Fast Trips: A Scalable Insertion Operator Approach for Ridesharing over Time-Dependent Road Networks

Department of Computer Science

Date & location

• Wednesday, April 23, 2025

• 12:00 P.M.

• Engineering Computer Science Building

• Room 468 and Virtual

Reviewers

Supervisory Committee

• Dr. Sean Chester, Department of Computer Science, University of Victoria (Co-Supervisor)

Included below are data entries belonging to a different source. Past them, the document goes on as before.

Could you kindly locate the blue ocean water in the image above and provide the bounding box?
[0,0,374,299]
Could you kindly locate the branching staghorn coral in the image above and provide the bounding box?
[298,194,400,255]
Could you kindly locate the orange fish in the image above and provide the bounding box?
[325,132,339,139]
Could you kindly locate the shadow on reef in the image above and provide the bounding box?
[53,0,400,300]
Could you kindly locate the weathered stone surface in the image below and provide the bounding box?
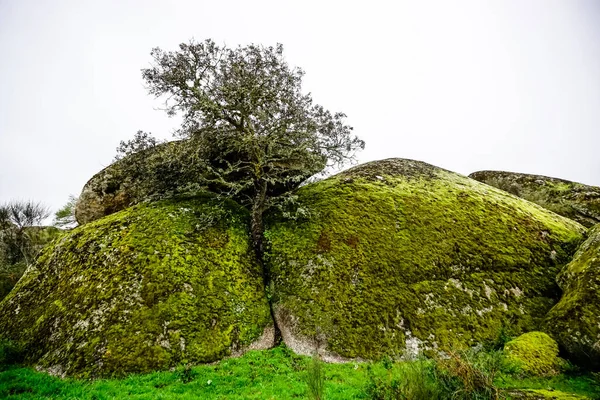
[0,197,274,377]
[266,159,585,360]
[75,139,325,225]
[469,171,600,227]
[75,141,203,225]
[546,225,600,370]
[0,226,62,300]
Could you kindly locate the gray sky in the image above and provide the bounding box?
[0,0,600,219]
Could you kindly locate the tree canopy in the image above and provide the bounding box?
[142,39,364,255]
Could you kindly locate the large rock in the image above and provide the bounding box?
[267,159,585,360]
[0,226,62,300]
[546,225,600,369]
[469,171,600,227]
[0,198,273,377]
[75,139,325,225]
[75,141,204,225]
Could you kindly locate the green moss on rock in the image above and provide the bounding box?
[267,159,585,359]
[546,225,600,370]
[469,171,600,227]
[0,226,63,300]
[0,197,272,377]
[504,332,563,376]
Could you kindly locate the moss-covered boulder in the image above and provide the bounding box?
[0,226,63,300]
[267,159,585,359]
[75,139,325,225]
[0,198,273,377]
[469,171,600,227]
[75,141,204,225]
[546,225,600,370]
[504,332,564,376]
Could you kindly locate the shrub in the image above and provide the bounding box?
[504,332,563,376]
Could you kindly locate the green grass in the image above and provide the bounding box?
[496,374,600,399]
[0,347,600,400]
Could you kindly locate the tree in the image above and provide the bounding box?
[114,130,161,161]
[0,200,50,265]
[0,201,58,300]
[52,196,78,229]
[142,39,364,266]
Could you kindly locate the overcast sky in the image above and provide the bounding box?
[0,0,600,219]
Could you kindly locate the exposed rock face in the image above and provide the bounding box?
[266,159,585,360]
[0,197,274,377]
[546,225,600,369]
[0,226,62,300]
[75,141,203,225]
[75,139,325,225]
[469,171,600,227]
[504,332,564,376]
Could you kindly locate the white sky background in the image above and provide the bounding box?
[0,0,600,219]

• Dr. Mario Nascimento, Department of Computer Science, UVic (Co-Supervisor) 

External Examiner

• Dr. Lin Cai, Department of Electrical and Computer Engineering, University of Victoria 

Chair of Oral Examination

• Dr. Timothy Iles, School of Pacific and Asian Studies, UVic

   

Abstract

Effective Route planning for shared mobility (RPSM) is crucial for optimizing the goals of transportation services such as ridesharing, logistics, and food delivery. Route planning requires dynamically integrating new transportation requests into existing routes of transportation workers while accounting for real-world conditions such as traffic congestion, variable travel speeds, and changing demand patterns. A core component of dynamic route-planning systems is the insertion operator, a state-of-the-art method that integrates new transportation requests into existing worker routes with minimal additional travel time. Although effective and fast for route-planning simulations on static road networks, route-planning simulations experience significant performance degradation when applied to real world, time-dependent road networks (TDRNs), where travel times between roads fluctuate due to varying traffic conditions. This thesis addresses the scalability challenge by introducing an informed approach to partitioning the data used by the insertion operator into separate, disjoint batches. I propose a clustering method utilizing K-means clustering complemented by an opportunistic allocation of workers to clusters. This strategy reduces the large number of shortest path query invocations inherent to time dependent insertions, significantly decreasing RPSM simulation speeds without sacrificing, and in some cases even improving the quality of the solutions. Through extensive experimental evaluations using large-scale, real-world datasets from major Chinese cities, the proposed method is compared against the sequential time-dependent insertion operator. The results indicate a minimum of 7X acceleration in RPSM simulation times, with potential speedups up to 24X, while consistently matching or surpassing the original insertion operator in the solution quality. Furthermore, the flexibility of the clustering approach allows for customizable trade-offs between simulation speed and service quality, ensuring adaptability to diverse operational goals of transportation services. Ultimately, this thesis contributes a scalable, adaptable, and computationally efficient insertion operator framework capable of handling realistic scenarios in dynamic shared mobility environments, providing valuable tools for transportation and logistics companies seeking operational optimization.